Voilà quelques années que je forme des gens à l’accessibilité, et il revient souvent le même refrain quand on parle des difficultés des utilisateurs handicapés.
Pour vous résumer la situation : j’explique qu’on consulte une page de telle et telle manière avec un lecteur d’écran, ou qu’on peut piloter un ordinateur à la voix avec un logiciel de dictée, enfin bref, comment des béquilles logicielles et matérielles permettent à tout un chacun de consulter le web. On regroupe tous ces outils sous le terme générique d’aides techniques.
Systématiquement, à chaque fois, les nouveaux venus sont ébahis par ces outils qu’ils ne connaissent pas. C’est presque miraculeux, pensez : un aveugle peut lire les pages web. Un tétraplégique complet peut faire du drag and drop rien qu’avec sa voix !

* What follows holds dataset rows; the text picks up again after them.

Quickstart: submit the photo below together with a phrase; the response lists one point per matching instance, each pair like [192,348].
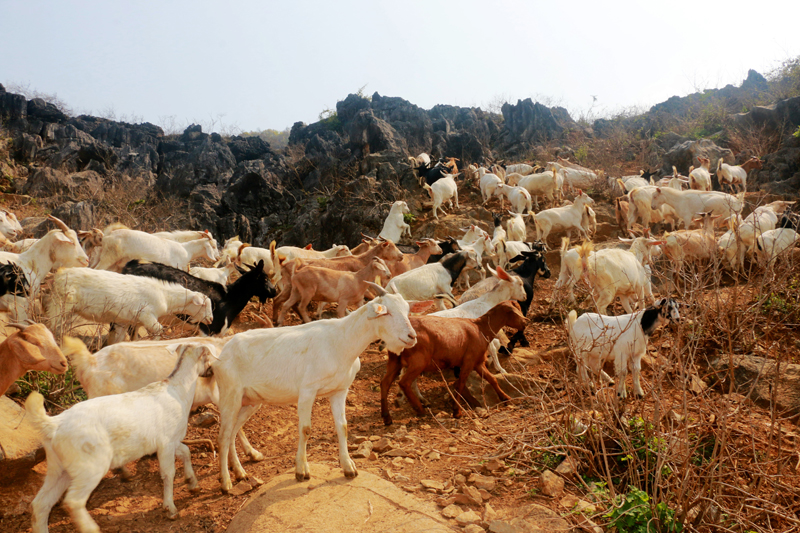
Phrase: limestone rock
[552,484]
[372,504]
[468,517]
[452,511]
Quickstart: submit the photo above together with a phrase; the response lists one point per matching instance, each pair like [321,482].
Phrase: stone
[452,511]
[567,467]
[364,450]
[573,503]
[397,452]
[489,513]
[241,488]
[204,420]
[493,465]
[756,376]
[468,517]
[552,484]
[432,484]
[482,482]
[371,502]
[20,446]
[473,494]
[382,445]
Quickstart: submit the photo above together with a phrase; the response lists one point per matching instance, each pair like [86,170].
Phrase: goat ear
[377,310]
[26,353]
[501,274]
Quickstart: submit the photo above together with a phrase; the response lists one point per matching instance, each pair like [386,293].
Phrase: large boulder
[369,133]
[373,504]
[757,377]
[76,215]
[685,154]
[49,182]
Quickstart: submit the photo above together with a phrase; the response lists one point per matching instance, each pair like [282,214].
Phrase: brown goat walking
[31,348]
[352,263]
[447,343]
[313,283]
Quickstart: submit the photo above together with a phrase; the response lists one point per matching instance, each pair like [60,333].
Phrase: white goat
[394,227]
[488,183]
[443,190]
[688,203]
[221,274]
[91,437]
[541,184]
[595,339]
[297,364]
[427,281]
[562,218]
[516,227]
[122,245]
[613,272]
[108,297]
[693,245]
[518,197]
[520,168]
[700,177]
[186,236]
[9,225]
[59,248]
[129,366]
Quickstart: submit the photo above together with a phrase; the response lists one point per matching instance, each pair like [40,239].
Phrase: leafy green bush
[633,513]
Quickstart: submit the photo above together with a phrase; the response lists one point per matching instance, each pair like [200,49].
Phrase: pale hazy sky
[263,64]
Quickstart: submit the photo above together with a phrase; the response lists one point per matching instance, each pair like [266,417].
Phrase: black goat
[448,246]
[533,263]
[226,302]
[13,280]
[789,220]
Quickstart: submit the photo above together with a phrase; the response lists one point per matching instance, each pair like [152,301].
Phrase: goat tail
[446,297]
[34,408]
[564,246]
[571,318]
[78,355]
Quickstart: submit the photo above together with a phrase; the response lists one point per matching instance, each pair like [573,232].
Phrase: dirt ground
[462,445]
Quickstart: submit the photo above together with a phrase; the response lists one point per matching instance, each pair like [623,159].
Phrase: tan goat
[320,284]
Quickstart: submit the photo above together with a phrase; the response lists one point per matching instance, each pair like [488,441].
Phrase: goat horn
[380,291]
[58,222]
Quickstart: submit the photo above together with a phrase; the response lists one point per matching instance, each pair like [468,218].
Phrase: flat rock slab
[329,502]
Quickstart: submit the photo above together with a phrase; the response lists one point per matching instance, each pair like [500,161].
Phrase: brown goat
[31,348]
[352,263]
[427,247]
[449,343]
[319,284]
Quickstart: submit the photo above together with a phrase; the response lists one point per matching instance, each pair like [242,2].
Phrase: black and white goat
[226,302]
[596,338]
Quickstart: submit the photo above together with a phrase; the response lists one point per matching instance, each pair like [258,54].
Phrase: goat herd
[141,392]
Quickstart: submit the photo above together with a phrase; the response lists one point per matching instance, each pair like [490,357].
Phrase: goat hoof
[256,456]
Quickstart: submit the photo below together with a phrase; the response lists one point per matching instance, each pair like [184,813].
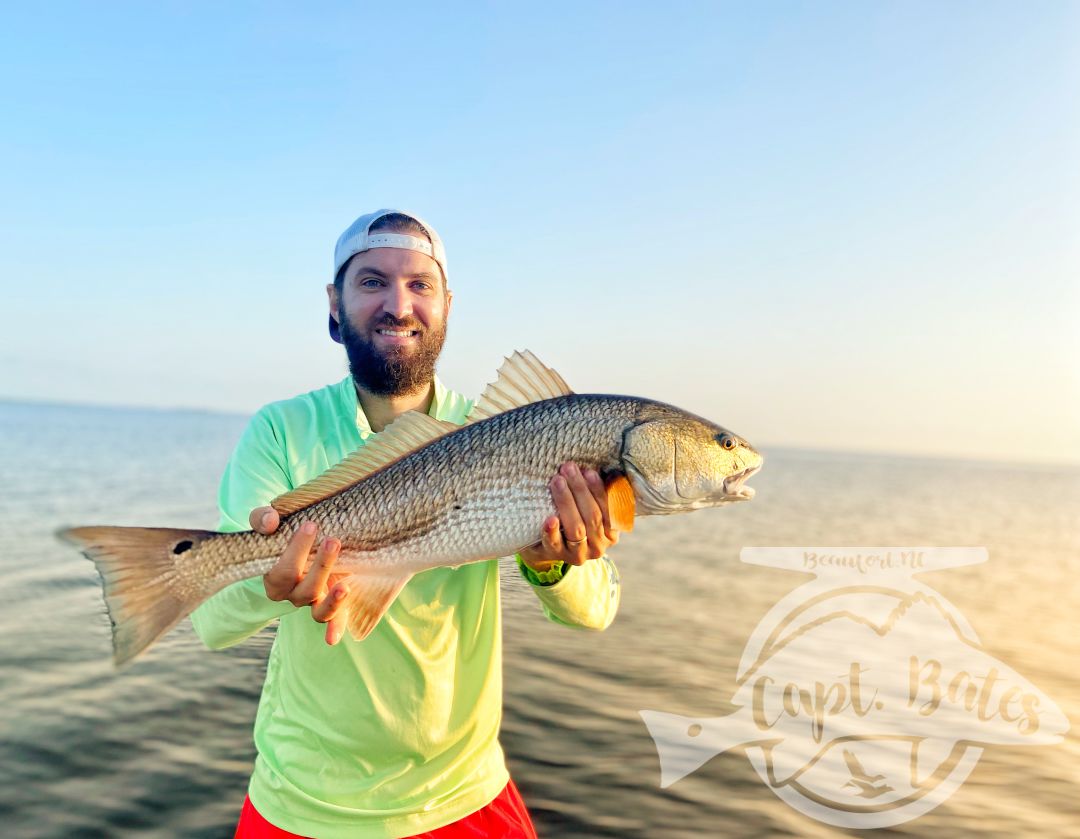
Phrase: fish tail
[140,580]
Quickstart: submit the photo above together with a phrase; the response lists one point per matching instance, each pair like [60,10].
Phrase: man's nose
[397,302]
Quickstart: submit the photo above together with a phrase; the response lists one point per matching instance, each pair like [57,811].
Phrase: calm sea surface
[163,747]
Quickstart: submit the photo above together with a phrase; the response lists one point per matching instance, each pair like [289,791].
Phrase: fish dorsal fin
[523,379]
[404,435]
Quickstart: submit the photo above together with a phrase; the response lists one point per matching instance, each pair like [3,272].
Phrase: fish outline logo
[863,698]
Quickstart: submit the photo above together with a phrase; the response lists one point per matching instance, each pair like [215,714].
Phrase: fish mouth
[733,485]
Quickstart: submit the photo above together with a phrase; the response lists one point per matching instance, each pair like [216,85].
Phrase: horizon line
[825,449]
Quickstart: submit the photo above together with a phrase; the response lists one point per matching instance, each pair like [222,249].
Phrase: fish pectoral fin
[410,431]
[621,503]
[368,598]
[522,380]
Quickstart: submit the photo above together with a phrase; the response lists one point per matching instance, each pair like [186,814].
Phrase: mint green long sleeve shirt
[395,734]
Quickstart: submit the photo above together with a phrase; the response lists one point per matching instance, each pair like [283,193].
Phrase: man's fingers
[574,537]
[313,585]
[336,626]
[588,511]
[264,519]
[282,579]
[552,539]
[599,496]
[331,606]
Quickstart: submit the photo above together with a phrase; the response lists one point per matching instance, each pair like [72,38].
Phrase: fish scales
[423,494]
[466,496]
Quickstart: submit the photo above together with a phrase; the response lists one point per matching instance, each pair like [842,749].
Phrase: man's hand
[302,580]
[581,529]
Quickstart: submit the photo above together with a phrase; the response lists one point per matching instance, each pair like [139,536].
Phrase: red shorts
[505,817]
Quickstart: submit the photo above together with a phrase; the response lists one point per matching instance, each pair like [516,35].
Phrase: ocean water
[163,747]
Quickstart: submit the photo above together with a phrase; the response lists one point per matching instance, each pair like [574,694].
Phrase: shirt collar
[439,405]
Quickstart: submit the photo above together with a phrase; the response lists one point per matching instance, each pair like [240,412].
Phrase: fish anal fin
[621,502]
[522,379]
[404,435]
[368,598]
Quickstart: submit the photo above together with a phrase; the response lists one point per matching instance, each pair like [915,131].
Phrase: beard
[399,370]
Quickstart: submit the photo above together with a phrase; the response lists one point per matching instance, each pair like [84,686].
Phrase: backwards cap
[358,238]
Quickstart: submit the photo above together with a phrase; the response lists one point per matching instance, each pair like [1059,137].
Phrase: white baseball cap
[356,239]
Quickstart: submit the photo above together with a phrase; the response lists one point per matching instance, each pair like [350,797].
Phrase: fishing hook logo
[864,698]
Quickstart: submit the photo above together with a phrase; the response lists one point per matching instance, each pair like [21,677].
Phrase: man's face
[391,313]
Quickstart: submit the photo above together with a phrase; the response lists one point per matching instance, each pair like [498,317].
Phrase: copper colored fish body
[424,494]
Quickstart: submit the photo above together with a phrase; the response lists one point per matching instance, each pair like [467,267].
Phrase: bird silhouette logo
[863,666]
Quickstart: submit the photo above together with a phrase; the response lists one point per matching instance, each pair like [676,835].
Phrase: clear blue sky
[833,225]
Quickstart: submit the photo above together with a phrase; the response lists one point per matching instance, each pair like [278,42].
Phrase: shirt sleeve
[585,596]
[255,475]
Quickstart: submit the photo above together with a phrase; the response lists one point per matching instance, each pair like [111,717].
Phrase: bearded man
[395,735]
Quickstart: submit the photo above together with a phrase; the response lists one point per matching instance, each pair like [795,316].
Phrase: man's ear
[333,298]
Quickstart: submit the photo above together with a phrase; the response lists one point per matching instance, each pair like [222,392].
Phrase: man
[395,735]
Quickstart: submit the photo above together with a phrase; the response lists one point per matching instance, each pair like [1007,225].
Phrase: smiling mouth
[733,484]
[399,333]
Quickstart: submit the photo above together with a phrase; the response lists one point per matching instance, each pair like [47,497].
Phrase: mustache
[389,322]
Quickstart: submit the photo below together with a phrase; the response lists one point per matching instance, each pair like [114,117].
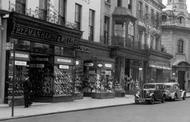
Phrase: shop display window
[41,48]
[22,45]
[63,80]
[21,73]
[78,76]
[99,77]
[41,75]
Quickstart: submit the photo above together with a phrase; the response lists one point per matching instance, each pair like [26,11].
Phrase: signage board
[21,63]
[63,60]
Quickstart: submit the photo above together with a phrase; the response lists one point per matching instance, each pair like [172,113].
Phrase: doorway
[181,79]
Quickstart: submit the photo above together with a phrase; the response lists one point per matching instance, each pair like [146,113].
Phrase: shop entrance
[41,76]
[181,79]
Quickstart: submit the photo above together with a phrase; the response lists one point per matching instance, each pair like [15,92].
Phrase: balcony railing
[50,15]
[122,42]
[170,23]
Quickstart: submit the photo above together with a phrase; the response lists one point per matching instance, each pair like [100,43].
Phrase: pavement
[38,109]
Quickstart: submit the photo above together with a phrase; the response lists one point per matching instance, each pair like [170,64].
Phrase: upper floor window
[180,46]
[140,10]
[78,13]
[106,29]
[108,1]
[43,9]
[146,12]
[181,20]
[21,6]
[152,16]
[119,3]
[120,29]
[157,20]
[91,24]
[131,33]
[130,4]
[62,12]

Et tout aussi systématiquement, quand j’explique comment il faut penser sa page web pour la rendre accessible, au moins une personne dans la salle s’étonne et me dit (je cite) « mais ça, ils ont un raccourci clavier pour le faire, non ? » ou « telle chose, ils doivent pouvoir le trouver avec telle combinaison de touche / telle fonctionnalité avancée de leur logiciel, non ? »
Disons-le une fois pour toutes : si vous êtes comme moi, rivé devant un écran la majeure partie de votre journée, vous avez fini par savoir très bien tirer parti de vos outils (tout comme mon voisin chauffeur de taxi sait très bien conduire sa voiture, beaucoup mieux que moi). Vous savez que tel menu contextuel vous simplifiera la vie, vous connaissez des raccourcis clavier, vous savez même passer en ligne de commande pour tuer une tâche, j’en passe et des meilleures.

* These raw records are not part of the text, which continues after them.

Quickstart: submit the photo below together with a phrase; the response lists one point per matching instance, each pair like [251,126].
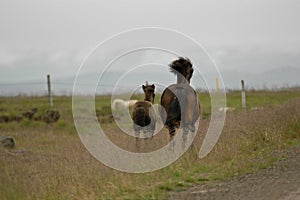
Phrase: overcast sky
[39,37]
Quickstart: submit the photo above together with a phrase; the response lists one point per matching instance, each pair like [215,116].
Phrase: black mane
[183,68]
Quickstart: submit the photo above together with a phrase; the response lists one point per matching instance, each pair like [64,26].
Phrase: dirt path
[282,182]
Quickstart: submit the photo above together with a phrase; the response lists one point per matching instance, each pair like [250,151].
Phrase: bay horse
[143,114]
[179,102]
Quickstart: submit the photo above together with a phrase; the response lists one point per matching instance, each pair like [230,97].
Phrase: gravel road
[280,182]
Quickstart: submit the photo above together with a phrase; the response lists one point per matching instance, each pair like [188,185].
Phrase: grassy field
[50,162]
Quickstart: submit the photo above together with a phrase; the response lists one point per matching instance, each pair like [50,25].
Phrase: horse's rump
[141,113]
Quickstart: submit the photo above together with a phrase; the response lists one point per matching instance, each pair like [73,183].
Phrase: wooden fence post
[49,90]
[217,85]
[243,95]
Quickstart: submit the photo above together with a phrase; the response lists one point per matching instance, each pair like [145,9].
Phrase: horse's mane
[182,66]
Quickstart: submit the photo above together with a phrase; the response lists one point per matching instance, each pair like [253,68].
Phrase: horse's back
[180,103]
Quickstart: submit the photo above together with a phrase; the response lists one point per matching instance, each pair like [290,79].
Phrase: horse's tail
[181,98]
[182,66]
[139,116]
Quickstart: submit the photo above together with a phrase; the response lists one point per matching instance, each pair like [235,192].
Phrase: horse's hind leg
[184,136]
[171,129]
[137,137]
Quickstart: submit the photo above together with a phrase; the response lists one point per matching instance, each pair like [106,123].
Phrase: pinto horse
[143,114]
[179,102]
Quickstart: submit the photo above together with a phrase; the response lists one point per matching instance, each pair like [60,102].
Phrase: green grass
[50,162]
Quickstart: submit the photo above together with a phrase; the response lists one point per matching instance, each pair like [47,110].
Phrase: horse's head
[149,92]
[183,68]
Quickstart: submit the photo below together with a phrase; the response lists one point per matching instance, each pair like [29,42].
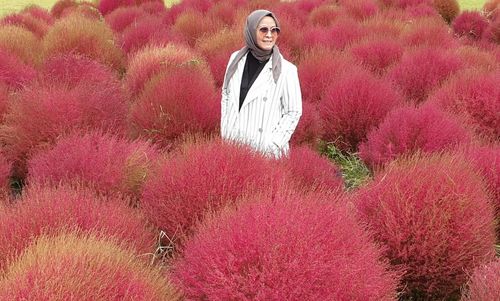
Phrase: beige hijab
[250,33]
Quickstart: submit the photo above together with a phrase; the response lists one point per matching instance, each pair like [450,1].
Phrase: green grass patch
[354,172]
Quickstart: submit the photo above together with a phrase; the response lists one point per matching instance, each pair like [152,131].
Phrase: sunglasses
[274,30]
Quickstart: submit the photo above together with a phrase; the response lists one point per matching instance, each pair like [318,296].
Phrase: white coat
[270,112]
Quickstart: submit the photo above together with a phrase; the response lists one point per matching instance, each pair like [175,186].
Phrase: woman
[261,98]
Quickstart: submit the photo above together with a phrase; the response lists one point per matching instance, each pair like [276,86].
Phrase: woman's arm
[291,101]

Mais dans le vrai monde des gens qui ont une vie où l’ordinateur ne tient au mieux qu’une place périphérique, cette notion d’expertise est souvent faible, vous en conviendrez avec moi.
Où est-ce que je veux en venir ? Simplement à ça : le handicap ne donne pas de super-pouvoirs. Ce n’est pas parce qu’on est handicapé qu’on sait d’un seul coup, magiquement, régler aux petits oignons son interface, ou qu’on a au bout des doigts une kyrielle de raccourcis clavier, ou qu’on sait tout ce que savent les geeks. Pourquoi le simple fait d’être handicapé devrait d’un seul coup ouvrir à notre « utilisateur lambda » les portes de l’expertise technique ?

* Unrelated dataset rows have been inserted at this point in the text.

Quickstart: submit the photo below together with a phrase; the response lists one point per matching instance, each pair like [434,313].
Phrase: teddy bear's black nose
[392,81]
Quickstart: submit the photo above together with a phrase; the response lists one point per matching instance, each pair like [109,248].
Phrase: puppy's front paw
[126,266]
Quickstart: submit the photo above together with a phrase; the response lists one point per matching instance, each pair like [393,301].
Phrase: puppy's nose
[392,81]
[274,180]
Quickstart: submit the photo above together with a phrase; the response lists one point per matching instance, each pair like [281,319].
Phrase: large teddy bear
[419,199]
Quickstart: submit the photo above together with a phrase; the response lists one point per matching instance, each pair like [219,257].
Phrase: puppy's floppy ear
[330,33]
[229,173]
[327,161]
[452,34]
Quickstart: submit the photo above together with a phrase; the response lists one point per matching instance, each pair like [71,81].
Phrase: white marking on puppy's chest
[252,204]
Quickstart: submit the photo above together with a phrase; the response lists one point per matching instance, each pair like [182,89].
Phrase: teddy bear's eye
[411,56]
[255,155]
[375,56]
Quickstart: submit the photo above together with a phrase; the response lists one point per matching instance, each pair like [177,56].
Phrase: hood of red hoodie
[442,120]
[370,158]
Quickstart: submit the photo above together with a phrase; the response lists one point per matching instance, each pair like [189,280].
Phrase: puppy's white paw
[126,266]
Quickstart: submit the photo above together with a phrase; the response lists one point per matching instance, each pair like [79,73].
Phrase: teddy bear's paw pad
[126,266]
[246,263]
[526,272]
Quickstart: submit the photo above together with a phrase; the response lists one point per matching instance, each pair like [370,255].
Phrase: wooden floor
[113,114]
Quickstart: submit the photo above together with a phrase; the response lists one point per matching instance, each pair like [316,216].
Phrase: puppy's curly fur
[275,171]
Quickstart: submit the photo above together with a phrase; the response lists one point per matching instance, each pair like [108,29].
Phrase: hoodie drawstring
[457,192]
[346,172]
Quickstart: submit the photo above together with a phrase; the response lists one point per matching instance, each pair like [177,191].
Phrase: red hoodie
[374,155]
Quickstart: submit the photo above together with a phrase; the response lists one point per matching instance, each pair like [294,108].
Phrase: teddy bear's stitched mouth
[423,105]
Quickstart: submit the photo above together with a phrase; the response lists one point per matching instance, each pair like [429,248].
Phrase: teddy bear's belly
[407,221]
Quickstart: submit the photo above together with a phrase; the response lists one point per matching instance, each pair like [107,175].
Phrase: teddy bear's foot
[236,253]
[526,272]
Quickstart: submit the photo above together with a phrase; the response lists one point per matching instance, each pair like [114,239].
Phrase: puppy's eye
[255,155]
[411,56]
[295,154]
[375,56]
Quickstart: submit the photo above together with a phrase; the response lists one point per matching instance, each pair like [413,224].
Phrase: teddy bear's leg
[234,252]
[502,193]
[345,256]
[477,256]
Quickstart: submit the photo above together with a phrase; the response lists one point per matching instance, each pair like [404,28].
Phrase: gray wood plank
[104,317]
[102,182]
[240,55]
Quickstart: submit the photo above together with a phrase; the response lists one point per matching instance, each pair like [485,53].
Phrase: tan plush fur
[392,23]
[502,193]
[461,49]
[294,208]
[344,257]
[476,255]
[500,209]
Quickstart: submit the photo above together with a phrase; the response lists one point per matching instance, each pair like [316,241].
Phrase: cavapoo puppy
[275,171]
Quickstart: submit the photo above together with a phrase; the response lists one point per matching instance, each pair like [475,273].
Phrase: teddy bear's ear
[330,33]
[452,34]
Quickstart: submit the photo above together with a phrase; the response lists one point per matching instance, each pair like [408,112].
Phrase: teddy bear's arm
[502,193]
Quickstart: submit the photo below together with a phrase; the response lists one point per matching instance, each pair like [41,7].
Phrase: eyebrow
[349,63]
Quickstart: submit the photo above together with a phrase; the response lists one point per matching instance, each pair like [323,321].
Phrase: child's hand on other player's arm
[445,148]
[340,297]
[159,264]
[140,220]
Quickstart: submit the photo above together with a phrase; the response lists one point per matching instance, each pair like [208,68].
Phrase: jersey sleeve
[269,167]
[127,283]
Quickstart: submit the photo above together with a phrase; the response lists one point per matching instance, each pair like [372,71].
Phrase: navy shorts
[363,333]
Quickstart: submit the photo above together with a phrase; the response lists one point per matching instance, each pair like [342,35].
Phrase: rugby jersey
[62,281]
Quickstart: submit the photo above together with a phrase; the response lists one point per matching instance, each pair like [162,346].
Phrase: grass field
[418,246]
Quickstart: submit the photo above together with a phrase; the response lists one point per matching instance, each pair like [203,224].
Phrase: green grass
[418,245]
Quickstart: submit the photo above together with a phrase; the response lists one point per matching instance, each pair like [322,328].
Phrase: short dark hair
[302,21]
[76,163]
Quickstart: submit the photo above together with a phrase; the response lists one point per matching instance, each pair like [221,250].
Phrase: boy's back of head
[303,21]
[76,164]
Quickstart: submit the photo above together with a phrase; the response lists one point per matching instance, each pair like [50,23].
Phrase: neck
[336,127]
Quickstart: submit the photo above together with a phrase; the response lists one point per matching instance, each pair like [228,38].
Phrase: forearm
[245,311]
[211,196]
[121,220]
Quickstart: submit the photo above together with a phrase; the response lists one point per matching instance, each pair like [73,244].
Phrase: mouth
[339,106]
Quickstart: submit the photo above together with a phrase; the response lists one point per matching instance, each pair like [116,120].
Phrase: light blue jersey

Au mieux, notre utilisateur, au terme d’un apprentissage qui peut être long et fastidieux, saura tirer parti de son outil — mais n’oubliez jamais que même quelqu’un qui connaît très bien un logiciel n’utilise souvent qu’une petite portion de tout ce que ce logiciel sait faire. Au pire, notre utilisateur restera aux balbutiements et subira l’outil informatique qu’il n’aura pas su dompter.
C’est notre rôle de développeurs, d’évangélistes techniques, d’experts (justement), de nous assurer qu’on peut utiliser les interfaces que nous contribuons à développer même si, surtout si, notre public n’est pas expert.
Alors répétons le titre de cet article et enfonçons une bonne fois pour toutes ce mythe qui apparaît à chaque formation : ce n’est pas parce que je suis handicapé que je suis expert.